Namun, jika dia menjawab, “Saya tidak tahu klaim saya itu secara pasti-benar”, jawaban ini merupakan pengakuan dirinya bahwa pengetahuan pasti-benar itu tidak mustahil diperoleh. Dengan begitu, klaimnya bahwa mustahil memperoleh pengetahuan pasti-benar, untuk kedua kalinya, telah digugurkan oleh jawabannya sendiri.

Akan tetapi, jika seseorang menyatakan, “Saya me­ragukan kemungkinan memperoleh pengetahuan yang pasti-benar”, perlu ditanyakan kepadanya, “Apakah Anda mengetahui bahwa Anda punya keraguan semacam itu atau tidak?” Jika dia menjawab, “Saya mengetahui bahwa diri saya mempunyai keraguan tersebut”, ini berarti tidak hanya telah mengakui kemungkinan diperolehnya penge­tahuan pasti-benar, tetapi dia juga mengakui kenyataan faktual pengetahuan yang pasti-benar itu (yaitu Ada keraguan yang dialami dirinya sendiri).
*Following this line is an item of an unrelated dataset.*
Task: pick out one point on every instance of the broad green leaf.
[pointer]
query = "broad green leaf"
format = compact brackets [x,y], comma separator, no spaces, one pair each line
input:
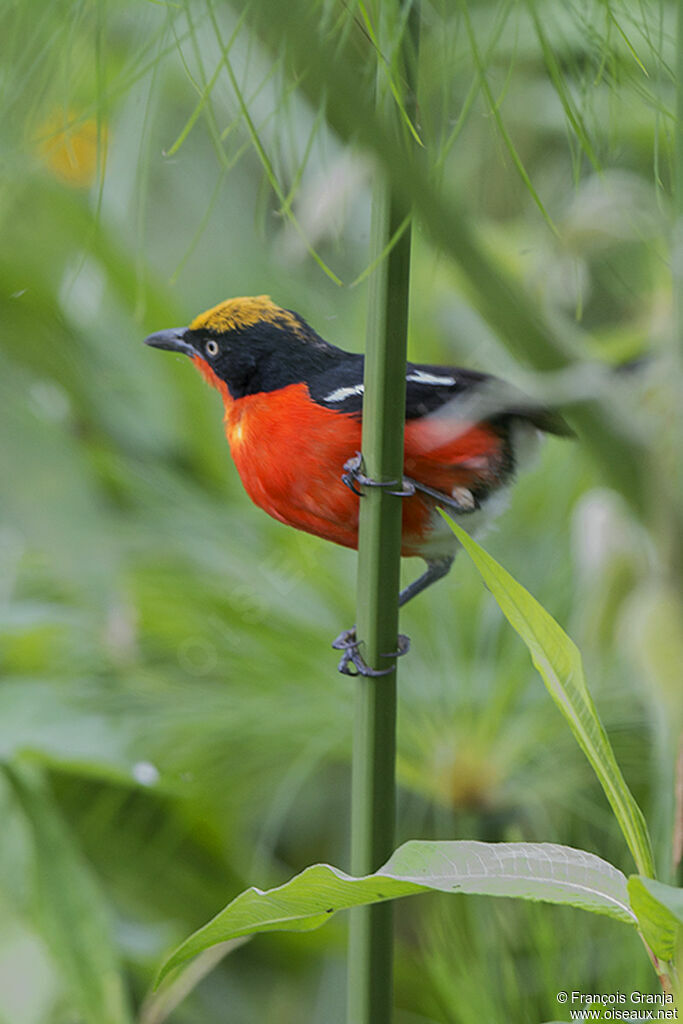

Jika dia berusaha konsisten dan menjawab, “Saya juga ragu bahwa diri saya mempunyai keraguan semacam itu”, jawaban seperti ini tidak bebeda dengan jawaban orang sebelumnya: dia menyatakan demikian dia sedang sakit atau karena beritikad buruk yang memerlukan penanganan non-teoretis.

Dialog seperti di atas juga bisa ditempuh bersama orang-orang yang membela relativisme semua pengetahuan, yakni kalangan yang mengklaim bahwa tidak ada proposisi (pengetahuan) yang benar secara mutlak, universal (kulliy) dan permanen (dā’imiy).

Kepada mereka ini kita bisa bertanya: apakah proposisi “tidak ada pengetahuan yang benar secara mutlak, universal dan permanen” ini klaim yang benar secara mutlak, universal dan permanen ataukah relatif, partikular dan temporer? Jika klaim relativisme mereka ini dianggap benar selamanya dalam semua kasus, tanpa syarat dan kualifikasi apa pun, maka setidaknya dapat dipastikan adanya satu proposisi atau satu klaim yang benar secara mutlak, universal dan permanen.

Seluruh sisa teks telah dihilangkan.